Without knowing the content of the work for which the introduction is written, no definitive directions can be given here. However, assuming that the student will write about both tragedies and comedies, then an opening to the student's work could mention that while the male roles in Shakespeare's plays are those of authority and power, many of his female characters exert considerable influence upon these male characters as well as the direction in which the action of the play goes. 

Consider, for instance, Lady Macbeth. She may be the most powerful of female characters because in the early acts she is more resolute than her husband, though she must call upon the spirits to "unsex me here" and fill her with "direst cruelty." In the comedies, Viola of Twelfth Night is also a powerful character as she controls much of the action; however, she must disguise herself as a man to do so. More subtle influence comes from Gertrude in Hamlet, who inadvertently influences her son's actions because of her previous act of marrying her brother-in-law.
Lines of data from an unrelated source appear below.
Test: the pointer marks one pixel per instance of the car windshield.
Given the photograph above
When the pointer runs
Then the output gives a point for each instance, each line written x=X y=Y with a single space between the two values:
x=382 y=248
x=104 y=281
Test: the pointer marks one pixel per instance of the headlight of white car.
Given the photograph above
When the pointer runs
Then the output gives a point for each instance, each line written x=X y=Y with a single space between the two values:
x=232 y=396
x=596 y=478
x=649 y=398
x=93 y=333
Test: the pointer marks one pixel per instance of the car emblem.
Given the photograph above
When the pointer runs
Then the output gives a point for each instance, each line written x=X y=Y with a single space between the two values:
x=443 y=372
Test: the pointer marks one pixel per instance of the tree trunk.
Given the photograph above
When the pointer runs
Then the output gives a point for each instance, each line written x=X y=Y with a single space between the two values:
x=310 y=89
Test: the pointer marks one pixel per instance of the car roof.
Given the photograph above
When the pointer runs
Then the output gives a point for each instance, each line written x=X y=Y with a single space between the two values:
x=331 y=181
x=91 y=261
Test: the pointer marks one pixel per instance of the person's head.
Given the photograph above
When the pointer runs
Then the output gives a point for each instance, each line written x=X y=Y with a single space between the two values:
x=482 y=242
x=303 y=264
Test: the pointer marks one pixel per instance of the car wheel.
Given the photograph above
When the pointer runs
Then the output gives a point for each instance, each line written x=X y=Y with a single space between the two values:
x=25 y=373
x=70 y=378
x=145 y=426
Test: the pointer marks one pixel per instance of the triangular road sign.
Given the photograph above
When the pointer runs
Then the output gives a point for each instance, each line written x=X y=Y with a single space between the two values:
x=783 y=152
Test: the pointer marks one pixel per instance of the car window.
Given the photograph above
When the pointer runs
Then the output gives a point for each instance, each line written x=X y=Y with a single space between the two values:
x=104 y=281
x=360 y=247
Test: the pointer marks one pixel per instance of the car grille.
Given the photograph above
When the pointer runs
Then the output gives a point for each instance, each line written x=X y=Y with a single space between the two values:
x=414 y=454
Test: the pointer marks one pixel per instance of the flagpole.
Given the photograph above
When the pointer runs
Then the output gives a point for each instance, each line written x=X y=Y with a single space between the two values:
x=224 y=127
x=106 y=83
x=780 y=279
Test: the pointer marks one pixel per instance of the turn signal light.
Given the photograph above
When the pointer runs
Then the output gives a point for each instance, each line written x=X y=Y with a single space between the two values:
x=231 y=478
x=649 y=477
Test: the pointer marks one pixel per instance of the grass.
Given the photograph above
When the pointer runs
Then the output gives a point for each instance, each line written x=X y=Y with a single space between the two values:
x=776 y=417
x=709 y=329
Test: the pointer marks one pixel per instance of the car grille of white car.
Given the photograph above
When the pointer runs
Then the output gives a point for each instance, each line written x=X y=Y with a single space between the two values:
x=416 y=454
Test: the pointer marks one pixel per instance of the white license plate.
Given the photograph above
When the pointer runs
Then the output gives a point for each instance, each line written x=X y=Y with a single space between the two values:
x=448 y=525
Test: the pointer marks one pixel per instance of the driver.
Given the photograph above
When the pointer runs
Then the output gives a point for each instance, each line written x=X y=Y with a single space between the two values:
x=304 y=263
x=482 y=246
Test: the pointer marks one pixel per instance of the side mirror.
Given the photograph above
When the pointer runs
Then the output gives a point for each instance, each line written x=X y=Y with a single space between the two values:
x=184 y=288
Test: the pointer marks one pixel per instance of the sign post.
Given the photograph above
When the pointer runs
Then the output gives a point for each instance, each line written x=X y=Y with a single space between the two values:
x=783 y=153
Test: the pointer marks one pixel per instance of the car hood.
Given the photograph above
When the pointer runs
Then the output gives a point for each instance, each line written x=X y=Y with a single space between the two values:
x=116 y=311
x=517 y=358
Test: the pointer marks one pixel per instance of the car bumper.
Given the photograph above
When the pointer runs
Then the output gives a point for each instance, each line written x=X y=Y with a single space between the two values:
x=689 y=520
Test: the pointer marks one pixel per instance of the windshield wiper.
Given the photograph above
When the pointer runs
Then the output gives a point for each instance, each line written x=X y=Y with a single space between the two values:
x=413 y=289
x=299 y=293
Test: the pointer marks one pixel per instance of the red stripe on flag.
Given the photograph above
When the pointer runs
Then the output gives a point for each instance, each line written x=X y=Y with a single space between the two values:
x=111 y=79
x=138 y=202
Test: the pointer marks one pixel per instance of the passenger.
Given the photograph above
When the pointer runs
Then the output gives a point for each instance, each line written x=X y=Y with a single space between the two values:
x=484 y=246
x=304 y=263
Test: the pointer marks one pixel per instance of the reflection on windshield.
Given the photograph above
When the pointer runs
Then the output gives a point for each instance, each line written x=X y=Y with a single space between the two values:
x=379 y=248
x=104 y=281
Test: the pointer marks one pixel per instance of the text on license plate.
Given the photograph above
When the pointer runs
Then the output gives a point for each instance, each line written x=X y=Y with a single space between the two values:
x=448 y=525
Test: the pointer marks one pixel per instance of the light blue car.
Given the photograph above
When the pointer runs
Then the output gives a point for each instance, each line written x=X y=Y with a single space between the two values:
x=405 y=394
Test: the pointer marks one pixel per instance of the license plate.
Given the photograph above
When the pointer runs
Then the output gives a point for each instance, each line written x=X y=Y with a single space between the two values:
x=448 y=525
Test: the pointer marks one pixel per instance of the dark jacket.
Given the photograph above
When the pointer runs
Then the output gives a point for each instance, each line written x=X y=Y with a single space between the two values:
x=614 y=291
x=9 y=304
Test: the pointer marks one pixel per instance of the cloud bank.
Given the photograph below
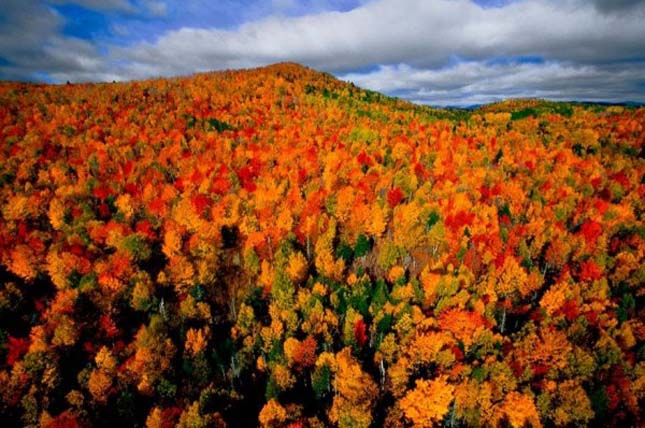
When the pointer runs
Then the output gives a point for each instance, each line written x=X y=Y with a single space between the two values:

In addition to these characters, Hermia of A Midsummer Night's Dream and Olivia from Twelfth Night challenge the traditional gender roles by exerting subtle influence and seeking to direct their own destinies as well as those of male characters at times.

A thesis statement could examine the power struggle that Shakespeare's female characters experience. The introductory paragraph on William Shakespeare's depiction of women could, then, contain an initial statement about the traditionally secondary roles of the female characters but also include the idea that these roles of male-based authority and power are sometimes challenged by certain female characters.